Welcome to EverybodyWiki ! Sign in or create an account to improve, watchlist or create an article like a company page or a bio (yours ?)...

# K-modes clustering

k-modes clustering is a modified version of the standard k-means clustering process optimized to cluster categorical data. It does so by using the simple matching dissimilarity measure also referred to as the Hamming distance instead of the Euclidean distance to calculate the distance between two objects. Furthermore, it uses modes instead of means to represent the cluster centroids.

## Reasoning

While the k-means algorithm is a very popular choice when clustering numerical data, it performs poorly when applied to categorical data. The reason is that in order to cluster categorical data, the categorical values first have to be transformed into numerical values which distorts the clustering due to the usage of the Euclidean distance that leads the k-means algorithm to consider two distant values as close, simply based on the proximity of their numerical representations. One solution to this problem, although not suitable for high dimensional categorical data, is to convert the different categories to dummy binary variables and assign a 1 if the categorical value is present and a 0 else.
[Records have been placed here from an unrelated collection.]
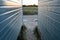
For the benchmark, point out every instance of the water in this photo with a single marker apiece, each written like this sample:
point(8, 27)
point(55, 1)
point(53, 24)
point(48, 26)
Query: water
point(30, 21)
point(10, 22)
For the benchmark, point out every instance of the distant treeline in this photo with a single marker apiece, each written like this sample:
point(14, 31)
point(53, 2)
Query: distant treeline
point(30, 5)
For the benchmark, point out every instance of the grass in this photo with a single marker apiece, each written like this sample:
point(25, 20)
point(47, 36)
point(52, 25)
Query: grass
point(22, 33)
point(37, 34)
point(30, 10)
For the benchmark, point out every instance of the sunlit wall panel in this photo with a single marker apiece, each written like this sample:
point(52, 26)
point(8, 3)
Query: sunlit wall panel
point(10, 19)
point(49, 19)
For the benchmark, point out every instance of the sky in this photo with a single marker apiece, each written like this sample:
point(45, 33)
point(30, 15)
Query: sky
point(30, 2)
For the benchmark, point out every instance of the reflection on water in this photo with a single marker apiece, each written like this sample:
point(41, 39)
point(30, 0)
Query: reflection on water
point(10, 20)
point(49, 19)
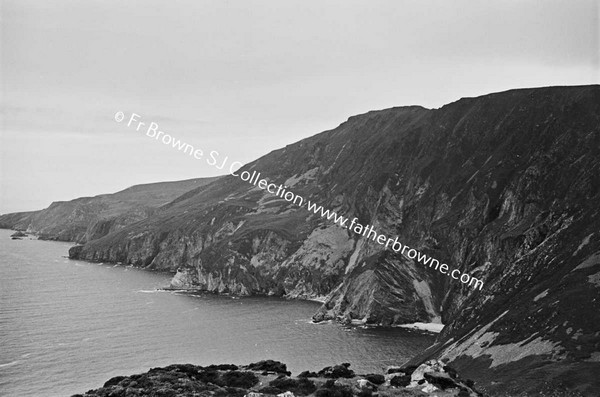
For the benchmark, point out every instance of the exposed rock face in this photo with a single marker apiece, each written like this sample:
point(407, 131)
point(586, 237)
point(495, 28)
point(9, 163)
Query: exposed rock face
point(504, 187)
point(88, 218)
A solution that works even with high dimensional categorical data is k-modes clustering.

## Algorithm

### Simple Matching Dissimilarity Measure

The simple matching dissimilarity measure also referred to as the Hamming distance calculates the distance between two objects X and Y defined by m categorical attributes with

$d(X,Y)=\sum _{i=1}^{m}\delta (x_{i},y_{i})$ where

$\delta (x_{i},y_{i})={\begin{cases}0,&x_{i}=y_{i}\\1,&x_{i}\neq y_{i}\\\end{cases}}$ and $x_{i}$ and $y_{i}$ are the categorical values of attribute i in X and Y. The more mismatches there are between X and Y, the bigger the Hamming distance and thus the bigger the dissimilarity between the two objects. Applying this distance function to k-modes clustering, one obtains a new function that measures the distance and therefore the dissimilarity between an object X and a cluster centroid $Z_{1}$ defined as

$\delta (x_{i},z_{i})={\begin{cases}1-{\frac {n_{1}^{r}}{n_{1}}},&x_{i}=z_{i}\\1,&x_{i}\neq z_{i}\end{cases}}$ where $z_{i}$ is the categorical value of attribute i in $Z_{1}$ , $n_{1}$ is the number of objects in cluster 1 and $n_{i}^{r}$ is the number of objects in cluster 1 whose attribute value is r. Hence, if X and $Z_{1}$ have the same categorical value, meaning $x_{i}=z_{i}$ , the distance between the two depends on the number of objects in cluster 1 containing this value.

### Modes as Cluster Centroids

A cluster centroid in k-modes clustering is represented by the vector of modes of categorical attributes. The mode is a statistical term that stands for the most frequent occurring value inside a set of values. For example, the mode of a given set {3, 4, 6, 4, 9, 4} is the value 4. Using the vector of modes to represent the cluster centroid minimizes the sum of distances between each object and the centre of the corresponding cluster. It minimizes their dissimilarities.

### Clustering Procedure

The first step when clustering a categorical data set into k clusters using k-modes is to transform the categorical values into numerical values or dummy binary variables. The next step is to randomly select k different objects out of the data set as the initial cluster centroids. Thirdly, we have to calculate the distance between each object and centroid and assign each object to the cluster containing its closest centroid. Lastly, we select the new mode of each cluster centroid and compare it with the previous one. If the two modes differ, we repeat the last two steps. Thus, the modes get updated with each iteration of the k-modes clustering process.